You tell me that my mental state and my misery are a result of my unhealthy habits, and I tell you that there are days when I find it difficult to get out of bed. You say that this is a question of logic, and I cry out of frustration, trembling on the couch. I just want to be understood. You do not come over and comfort me. Later, you tell me you know you only had to give me a hug and I would have been ok, but you don’t want me to think I’m right.
Carissa’s Wierd songs do not always make an impact upon first listen. Their lyrics are narratively dense, embodied, at times long-winded; they require multiple careful listens to fully decipher. You have to be dedicated to listening, to understanding, or the full spectrum of shades of blue embedded within their songs will not reveal themselves. “Too much time in one day / Too much time to occupy / With boring thoughts / And boring moods / And boring bedtimes.” Let me count down the hours and get through this day and go to sleep without leaving this world altogether. I want to tell you that I’m familiar, too familiar, with this feeling; that Carissa’s Wierd songs are very real portraits of what it’s like to be depressed, that depression is not an aesthetic project.
I want you to listen to their songs, to me. You had made out as though you would, but you only want to fall head-first into your projection of the sad girl; you want to hear the intro, and not the song.
Months after we stop speaking, I run into you at a gig again. I don’t think you saw me, but my body goes into shock, and I escape into the bathroom to throw up.

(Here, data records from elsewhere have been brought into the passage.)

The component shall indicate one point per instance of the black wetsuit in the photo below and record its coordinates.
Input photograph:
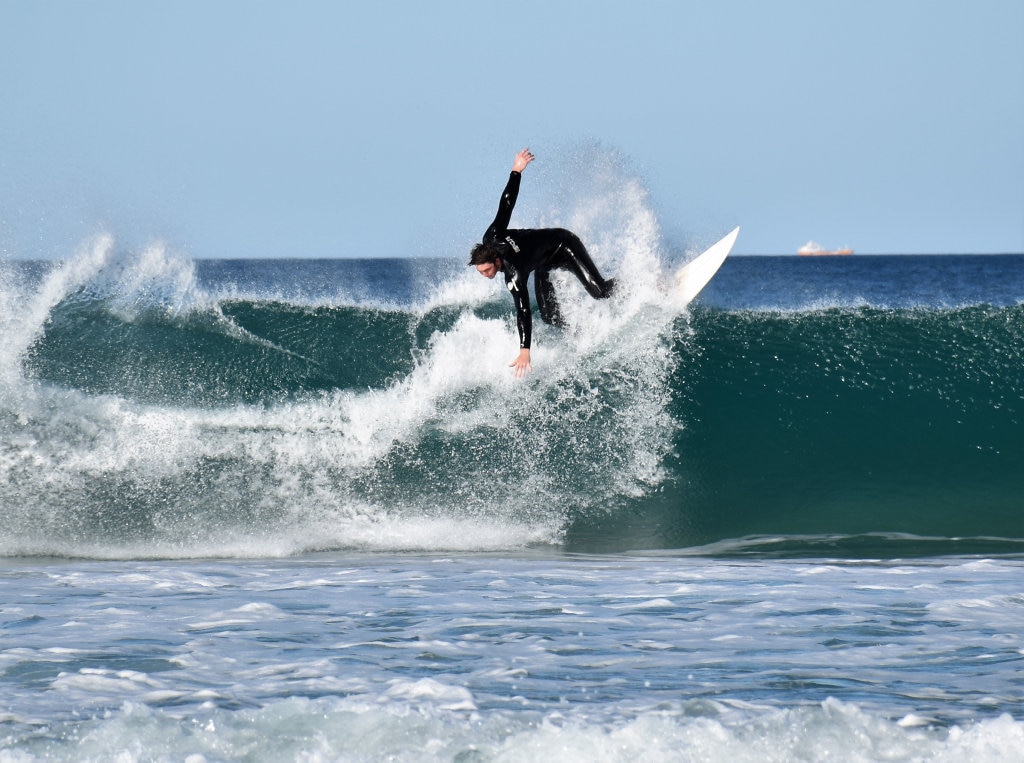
(539, 251)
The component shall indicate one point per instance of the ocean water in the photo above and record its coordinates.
(301, 510)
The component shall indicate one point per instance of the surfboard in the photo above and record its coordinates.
(694, 276)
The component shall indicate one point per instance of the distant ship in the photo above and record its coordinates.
(811, 249)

Another season has since passed. I watch the holly berries ripen in anticipation of winter as I take another slow stroll through the park. I make a commitment to live, for myself and for the people I love. I try to write more about joy. I stay close to the people who have treated my heart with tenderness and care. What I hadn’t realized before was that as much as Carissa’s Wierd was about sadness, it was also about survival: their songs hold space for the blue within themselves and in the world, refusing to shy away from pain; they exist as an assertion, as evidence of life: I’m still here, despite.
When Carissa’s Wierd broke up, Champion made a solo record and eventually checked herself into rehab. Brooke went on to play in Band of Horses with former Carissa’s Wierd member Ben Bridwell, and another member, Sera Cahoone, became a successful solo artist. Over the past decade, Carissa’s Wierd played a handful of reunion shows, and in 2011 they released two new songs, “Tucson” and “Meredith and Iris.” The latter ends with a smudge of hope that was absent from many of their old songs: And oh we will rise / oh we will rise.